III. Linking gene expression programs to neuronal function and morphology
We have established an in vitro model of HD that includes the N-terminus of the mutated Huntingtin (mut HTT) gene and is based on lentivirus – vector mediated transduction of primary mouse neurons. The model mimics several key features observed in HD mouse models and patients like prominent nuclear inclusions and dysregulation of key genes in both cortical and striatal neurons. In close collaboration with Christian Rosenmund (Charité Berlin, Department of Neurophysiology), we study the effects of Huntingtin (HTT) mutation on neuronal morphology, synapse formation and function, and gene expression at single neuron level.

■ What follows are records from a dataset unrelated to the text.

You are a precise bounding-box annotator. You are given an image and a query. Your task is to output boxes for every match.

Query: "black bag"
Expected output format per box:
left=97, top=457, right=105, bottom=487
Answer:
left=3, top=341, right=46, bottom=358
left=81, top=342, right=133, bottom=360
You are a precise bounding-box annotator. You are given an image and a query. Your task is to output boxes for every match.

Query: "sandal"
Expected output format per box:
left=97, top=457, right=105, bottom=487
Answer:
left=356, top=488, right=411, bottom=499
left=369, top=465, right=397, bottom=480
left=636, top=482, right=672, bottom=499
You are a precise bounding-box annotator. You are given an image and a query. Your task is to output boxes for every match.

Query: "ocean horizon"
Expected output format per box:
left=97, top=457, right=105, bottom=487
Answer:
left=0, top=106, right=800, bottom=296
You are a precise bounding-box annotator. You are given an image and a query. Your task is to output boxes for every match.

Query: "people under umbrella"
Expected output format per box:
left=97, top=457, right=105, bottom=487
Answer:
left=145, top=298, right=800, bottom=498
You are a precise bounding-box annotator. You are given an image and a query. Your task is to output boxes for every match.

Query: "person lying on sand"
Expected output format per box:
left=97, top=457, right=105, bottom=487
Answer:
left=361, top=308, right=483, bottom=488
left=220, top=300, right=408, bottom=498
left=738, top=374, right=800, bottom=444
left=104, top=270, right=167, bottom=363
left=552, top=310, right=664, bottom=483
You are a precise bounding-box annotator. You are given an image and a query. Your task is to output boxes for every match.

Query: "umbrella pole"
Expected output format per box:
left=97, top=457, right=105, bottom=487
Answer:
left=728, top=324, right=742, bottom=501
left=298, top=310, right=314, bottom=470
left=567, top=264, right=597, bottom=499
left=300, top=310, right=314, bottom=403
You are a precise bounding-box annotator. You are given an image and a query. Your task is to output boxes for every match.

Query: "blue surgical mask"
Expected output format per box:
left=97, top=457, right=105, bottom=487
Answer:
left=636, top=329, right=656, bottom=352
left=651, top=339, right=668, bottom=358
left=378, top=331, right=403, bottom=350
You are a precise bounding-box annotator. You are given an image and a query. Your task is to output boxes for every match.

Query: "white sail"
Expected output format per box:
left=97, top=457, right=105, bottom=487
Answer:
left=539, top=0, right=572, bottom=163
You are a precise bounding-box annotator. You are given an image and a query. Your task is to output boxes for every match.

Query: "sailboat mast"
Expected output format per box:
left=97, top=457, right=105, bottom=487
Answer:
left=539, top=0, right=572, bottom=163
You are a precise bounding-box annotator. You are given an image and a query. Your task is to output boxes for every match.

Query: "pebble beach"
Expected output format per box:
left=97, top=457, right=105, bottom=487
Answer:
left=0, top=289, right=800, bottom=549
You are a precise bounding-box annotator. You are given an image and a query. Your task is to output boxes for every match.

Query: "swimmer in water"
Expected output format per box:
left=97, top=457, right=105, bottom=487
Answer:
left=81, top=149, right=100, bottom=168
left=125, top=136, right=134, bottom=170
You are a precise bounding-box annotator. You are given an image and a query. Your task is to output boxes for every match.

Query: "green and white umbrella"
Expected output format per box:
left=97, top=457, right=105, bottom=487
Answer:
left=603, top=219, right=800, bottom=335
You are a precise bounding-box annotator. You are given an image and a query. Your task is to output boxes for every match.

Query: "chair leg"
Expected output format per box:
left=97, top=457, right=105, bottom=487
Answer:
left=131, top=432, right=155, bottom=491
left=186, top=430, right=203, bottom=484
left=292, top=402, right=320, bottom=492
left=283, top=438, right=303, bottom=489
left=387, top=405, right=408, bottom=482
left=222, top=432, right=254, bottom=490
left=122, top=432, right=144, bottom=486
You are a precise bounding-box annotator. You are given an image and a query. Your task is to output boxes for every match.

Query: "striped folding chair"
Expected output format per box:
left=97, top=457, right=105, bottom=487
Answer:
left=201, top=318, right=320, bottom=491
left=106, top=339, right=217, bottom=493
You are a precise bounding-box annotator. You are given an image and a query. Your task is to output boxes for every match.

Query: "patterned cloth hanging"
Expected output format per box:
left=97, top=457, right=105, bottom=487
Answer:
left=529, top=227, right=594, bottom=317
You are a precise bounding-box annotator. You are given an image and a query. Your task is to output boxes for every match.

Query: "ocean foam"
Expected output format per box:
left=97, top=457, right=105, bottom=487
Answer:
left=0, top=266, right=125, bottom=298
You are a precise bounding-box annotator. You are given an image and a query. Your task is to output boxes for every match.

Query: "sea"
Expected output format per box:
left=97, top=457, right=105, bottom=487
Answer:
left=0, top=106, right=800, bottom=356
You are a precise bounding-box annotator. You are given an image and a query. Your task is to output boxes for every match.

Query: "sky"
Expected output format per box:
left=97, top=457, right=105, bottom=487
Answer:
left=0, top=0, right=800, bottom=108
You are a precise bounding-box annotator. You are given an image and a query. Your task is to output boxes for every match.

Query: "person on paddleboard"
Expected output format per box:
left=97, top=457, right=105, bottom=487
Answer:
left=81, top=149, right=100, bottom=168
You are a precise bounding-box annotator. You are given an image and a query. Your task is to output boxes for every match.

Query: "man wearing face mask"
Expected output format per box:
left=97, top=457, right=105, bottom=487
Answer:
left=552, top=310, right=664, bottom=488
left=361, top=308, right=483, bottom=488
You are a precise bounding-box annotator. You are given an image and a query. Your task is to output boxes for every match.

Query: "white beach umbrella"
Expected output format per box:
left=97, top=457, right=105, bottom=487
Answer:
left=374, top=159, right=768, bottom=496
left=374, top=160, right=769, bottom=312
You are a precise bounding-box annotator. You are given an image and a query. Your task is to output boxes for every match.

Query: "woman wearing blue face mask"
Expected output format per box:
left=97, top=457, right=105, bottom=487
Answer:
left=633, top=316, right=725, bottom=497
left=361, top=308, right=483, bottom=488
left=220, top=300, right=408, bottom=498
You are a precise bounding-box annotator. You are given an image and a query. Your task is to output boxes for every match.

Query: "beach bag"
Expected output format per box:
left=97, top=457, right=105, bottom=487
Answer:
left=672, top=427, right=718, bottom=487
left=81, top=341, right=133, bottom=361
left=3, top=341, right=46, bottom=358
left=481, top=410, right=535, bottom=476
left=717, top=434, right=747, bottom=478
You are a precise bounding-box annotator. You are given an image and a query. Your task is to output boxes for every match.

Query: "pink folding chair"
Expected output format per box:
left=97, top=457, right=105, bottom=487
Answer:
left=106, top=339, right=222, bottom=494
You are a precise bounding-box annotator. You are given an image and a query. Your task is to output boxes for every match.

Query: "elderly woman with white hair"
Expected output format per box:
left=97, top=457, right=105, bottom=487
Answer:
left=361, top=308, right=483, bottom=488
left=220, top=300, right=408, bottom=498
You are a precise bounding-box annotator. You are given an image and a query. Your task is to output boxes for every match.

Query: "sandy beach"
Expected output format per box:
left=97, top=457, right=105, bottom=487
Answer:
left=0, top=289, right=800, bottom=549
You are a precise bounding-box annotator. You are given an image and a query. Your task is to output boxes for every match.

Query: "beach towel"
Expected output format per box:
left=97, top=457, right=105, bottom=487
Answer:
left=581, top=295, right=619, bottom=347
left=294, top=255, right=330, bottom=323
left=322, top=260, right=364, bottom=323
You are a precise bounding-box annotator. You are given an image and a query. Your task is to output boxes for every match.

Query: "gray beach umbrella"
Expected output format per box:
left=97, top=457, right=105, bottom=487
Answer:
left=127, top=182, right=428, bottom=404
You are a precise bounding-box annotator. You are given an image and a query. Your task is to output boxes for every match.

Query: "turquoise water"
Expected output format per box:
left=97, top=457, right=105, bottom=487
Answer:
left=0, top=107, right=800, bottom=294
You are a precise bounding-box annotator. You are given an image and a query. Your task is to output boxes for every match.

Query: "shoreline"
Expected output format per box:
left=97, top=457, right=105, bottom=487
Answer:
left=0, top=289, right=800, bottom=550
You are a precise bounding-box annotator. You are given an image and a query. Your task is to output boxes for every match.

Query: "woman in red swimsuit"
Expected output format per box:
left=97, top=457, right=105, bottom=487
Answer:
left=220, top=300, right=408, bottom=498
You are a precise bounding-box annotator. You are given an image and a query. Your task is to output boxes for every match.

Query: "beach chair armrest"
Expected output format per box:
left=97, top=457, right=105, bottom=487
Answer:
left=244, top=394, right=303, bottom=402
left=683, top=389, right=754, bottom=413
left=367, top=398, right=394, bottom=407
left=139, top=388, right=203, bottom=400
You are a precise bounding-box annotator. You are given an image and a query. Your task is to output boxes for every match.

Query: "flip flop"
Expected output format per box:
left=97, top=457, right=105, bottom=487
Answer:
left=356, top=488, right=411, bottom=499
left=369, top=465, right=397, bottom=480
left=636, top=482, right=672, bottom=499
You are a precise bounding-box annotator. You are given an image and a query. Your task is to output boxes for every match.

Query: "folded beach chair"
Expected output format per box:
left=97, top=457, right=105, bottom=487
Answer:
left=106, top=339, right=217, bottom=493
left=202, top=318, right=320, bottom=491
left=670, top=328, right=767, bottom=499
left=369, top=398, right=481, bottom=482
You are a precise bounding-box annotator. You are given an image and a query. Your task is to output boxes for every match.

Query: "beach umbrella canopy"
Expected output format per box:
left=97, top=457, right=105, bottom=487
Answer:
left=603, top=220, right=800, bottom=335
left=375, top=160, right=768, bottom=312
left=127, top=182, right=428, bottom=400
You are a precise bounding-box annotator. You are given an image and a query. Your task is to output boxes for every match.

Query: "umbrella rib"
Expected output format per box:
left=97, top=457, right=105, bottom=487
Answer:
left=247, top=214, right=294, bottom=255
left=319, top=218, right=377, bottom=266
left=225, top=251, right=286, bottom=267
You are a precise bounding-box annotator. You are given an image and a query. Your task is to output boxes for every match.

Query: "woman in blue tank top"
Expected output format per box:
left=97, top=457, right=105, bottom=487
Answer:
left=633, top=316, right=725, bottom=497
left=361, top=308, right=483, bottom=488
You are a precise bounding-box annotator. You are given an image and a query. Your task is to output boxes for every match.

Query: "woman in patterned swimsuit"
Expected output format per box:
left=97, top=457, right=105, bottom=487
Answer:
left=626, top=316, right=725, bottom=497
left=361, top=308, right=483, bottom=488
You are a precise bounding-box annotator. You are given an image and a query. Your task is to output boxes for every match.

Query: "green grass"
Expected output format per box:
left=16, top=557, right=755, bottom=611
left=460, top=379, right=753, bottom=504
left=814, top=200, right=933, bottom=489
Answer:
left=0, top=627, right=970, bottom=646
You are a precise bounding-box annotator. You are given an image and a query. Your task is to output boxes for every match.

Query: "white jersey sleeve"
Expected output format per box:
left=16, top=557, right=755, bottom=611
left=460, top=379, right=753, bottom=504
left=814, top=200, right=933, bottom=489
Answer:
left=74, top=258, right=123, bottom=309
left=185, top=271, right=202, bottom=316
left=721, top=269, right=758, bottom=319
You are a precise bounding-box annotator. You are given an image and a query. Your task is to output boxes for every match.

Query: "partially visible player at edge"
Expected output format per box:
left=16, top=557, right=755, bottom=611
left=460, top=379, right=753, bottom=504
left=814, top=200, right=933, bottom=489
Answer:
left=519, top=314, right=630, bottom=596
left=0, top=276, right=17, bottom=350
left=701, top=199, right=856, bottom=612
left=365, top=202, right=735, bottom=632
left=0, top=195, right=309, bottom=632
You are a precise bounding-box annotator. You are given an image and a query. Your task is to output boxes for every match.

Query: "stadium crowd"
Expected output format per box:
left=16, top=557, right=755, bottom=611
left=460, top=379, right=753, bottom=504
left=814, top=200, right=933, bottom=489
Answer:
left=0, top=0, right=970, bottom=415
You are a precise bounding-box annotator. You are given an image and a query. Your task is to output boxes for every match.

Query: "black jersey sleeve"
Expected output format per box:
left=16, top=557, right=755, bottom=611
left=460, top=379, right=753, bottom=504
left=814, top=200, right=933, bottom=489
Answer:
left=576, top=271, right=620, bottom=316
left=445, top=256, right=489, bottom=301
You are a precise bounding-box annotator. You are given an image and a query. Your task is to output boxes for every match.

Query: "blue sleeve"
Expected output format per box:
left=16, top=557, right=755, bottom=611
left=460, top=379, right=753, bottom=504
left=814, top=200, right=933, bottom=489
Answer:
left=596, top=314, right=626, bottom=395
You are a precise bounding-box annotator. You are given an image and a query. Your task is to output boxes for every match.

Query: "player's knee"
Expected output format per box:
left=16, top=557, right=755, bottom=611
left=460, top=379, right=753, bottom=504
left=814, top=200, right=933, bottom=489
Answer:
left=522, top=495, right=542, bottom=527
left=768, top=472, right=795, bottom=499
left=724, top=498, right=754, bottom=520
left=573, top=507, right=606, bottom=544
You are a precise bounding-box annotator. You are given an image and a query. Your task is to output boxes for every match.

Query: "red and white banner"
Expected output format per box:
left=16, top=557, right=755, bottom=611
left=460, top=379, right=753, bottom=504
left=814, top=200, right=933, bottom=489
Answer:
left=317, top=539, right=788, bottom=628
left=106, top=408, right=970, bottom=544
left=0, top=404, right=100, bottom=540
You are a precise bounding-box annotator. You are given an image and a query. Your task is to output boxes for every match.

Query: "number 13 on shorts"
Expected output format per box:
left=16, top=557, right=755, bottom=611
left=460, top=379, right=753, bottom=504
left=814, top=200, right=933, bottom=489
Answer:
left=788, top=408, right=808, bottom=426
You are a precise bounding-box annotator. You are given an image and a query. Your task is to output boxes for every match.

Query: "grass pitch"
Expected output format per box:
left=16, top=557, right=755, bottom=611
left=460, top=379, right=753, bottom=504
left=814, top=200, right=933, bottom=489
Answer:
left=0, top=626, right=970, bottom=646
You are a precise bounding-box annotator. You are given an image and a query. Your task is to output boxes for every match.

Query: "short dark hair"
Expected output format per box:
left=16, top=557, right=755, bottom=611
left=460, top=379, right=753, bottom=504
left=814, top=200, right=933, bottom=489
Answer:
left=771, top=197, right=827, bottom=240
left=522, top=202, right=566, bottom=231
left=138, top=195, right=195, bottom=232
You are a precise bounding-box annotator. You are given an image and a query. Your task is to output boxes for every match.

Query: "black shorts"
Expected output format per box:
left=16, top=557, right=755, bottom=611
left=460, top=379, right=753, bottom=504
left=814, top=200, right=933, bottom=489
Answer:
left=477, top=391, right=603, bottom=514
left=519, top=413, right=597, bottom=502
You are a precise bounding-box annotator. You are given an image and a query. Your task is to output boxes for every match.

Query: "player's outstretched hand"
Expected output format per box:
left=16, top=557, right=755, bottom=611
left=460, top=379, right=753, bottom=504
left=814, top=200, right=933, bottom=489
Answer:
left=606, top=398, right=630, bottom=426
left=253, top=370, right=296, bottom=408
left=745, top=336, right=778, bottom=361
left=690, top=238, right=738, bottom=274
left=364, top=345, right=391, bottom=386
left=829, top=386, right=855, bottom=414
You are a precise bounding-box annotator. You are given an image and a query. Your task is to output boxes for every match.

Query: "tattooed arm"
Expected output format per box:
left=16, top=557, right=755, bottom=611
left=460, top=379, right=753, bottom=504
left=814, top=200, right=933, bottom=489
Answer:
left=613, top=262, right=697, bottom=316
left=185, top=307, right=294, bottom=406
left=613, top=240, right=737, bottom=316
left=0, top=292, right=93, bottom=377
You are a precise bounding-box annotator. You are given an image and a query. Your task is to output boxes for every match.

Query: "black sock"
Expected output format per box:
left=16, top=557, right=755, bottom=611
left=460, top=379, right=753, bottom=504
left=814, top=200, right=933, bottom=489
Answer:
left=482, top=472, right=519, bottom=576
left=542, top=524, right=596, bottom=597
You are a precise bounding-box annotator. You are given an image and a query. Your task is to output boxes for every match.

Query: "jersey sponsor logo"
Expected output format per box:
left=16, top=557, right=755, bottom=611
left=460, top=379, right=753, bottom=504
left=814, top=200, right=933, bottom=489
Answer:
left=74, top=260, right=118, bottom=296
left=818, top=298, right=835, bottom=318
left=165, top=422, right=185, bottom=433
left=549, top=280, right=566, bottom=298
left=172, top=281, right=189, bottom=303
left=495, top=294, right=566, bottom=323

Electrophysiological measurements for various synapse function parameters, e.g. IPSCs, EPSCs and readily releasable vesicles, are followed by single cell RNA-Seq. For assessments of neuronal morphology, e.g. soma size, dendrite length and synapse density, immunocytochemistry for relevant proteins is utilized. Our ongoing work includes application of single cell RNA-seq to disease neuronal cultures, such as HD and Rett, following electrophysiological measurements in experiments that aim at assessing beneficial effects of therapeutic candidates.